Pinnacle Super is a low-priced scheme bundled with a lot of investment options and strategy to cater to all kind of investors. Those who are looking for modest returns can consider this policy

 


   LAUNCHED in March 2011, ICICI Pru Pinnacle Super also mirrors most other guaranteed net asset value (NAV) unitlinked schemes in the market. The unique proposition of this product is the varied investment option and strategies available under the scheme. Pinnacle Super offers two types of investing strategy including fixed portfolio and smart trigger portfolio strategy. Further, under fixed portfolio, policy holders have the option of seven funds to invest in.

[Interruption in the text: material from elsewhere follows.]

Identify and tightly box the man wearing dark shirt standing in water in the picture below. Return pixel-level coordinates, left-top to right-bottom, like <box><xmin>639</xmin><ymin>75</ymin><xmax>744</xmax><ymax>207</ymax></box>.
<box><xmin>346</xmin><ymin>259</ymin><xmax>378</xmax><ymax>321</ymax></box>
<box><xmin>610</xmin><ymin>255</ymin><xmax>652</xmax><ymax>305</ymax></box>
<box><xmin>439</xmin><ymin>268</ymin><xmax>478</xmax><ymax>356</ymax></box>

Smart trigger portfolio strategy books gains made in equity markets and reinvest the gains in the choice of fund. Also, there are three types of guarantees on offer for the investor. These include highest guarantee NAV, 110% of the guaranteed NAV and highest NAV recorded on a daily basis subject to a minimum of 15.

COST STRUCTURE:

The cost structure of Pinnacle Super is lower compared with its peers. The investment option does not attract any extra charge. Further, transfer from one investment strategy to another once in every policy year is free of cost. However, the three types of guarantees do attract an extra charge of 0.5%. Since it is more of an investment scheme, investors will be better off taking a lowest death benefit as the mortality charge is 1.25 times that of LIC charge.

BENEFITS:

ICICI gives loyalty units at 2% of fund value on maturity as an incentive to policyholders. A few other benefits include:


   1) Increase or decrease of sum assured anytime within the policy tenure.
   2) Additional riders such as critical illness and waiver of premium benefit on payment of additional charge

PERFORMANCE:

Pinnacle Super offers a range of funds for the investor. The equity basket is larger than that of debt funds. Most of the equityoriented funds have over 80% equity exposure. However, only a few of these have outperformed their respective benchmarks. Of the four equity funds, multi-cap growth and dynamic P/E fund are the one that has shown impressive returns, while bluechip fund, which aims to invest in Nifty stocks, has been a laggard. Opportunity fund has an interesting investment objective of investing in resources, consumption-related, investment-related industries. The performances of debt-oriented income fund and money market fund have better than their benchmark.

PORTFOLIO:

ICICI's portfolio is also highly exposed to banking and oil and gas sector. The portfolio has always been highly bullish on metal sector, which has been quite volatile sector. While some other like healthcare sector, a relatively low beta sector, fails to catch the attention of fund manager.

DEATH/MATURITY BENEFIT:

Upon maturity, the policyholder receives the accumulated fund value. If you have selected the highest NAV guarantee fund option, the fund value will be computed on the basis of, highest NAV, 110% of the highest NAV or NAV whichever is higher of 15 or the highest NAV during the initial seven years of fund. However, if the free asset allocation strategy is selected, then the fund value will be the corpus prevailing in the investment option on the date of the maturity. On sudden demise of the policyholder, the nominee will receive higher of the sum assured or the fund value in case of single premium. However, if the policyholder has opted for a fiveyear limited premium option, then the death benefit is a sum of both sum assured and fund value.

OUR VIEW:

Pinnacle Super is a low-priced scheme bundled with a lot of investment options and strategy to cater to all kind of investors. However, the fact is that as the guarantee is provided, the scheme is managed in a conservative manner. Investors looking for modest returns, like 8-10%, can invest in this policy. Those who are not opting any guarantee should opt for dynamic P/E or multi cap growth fund to maximise returns.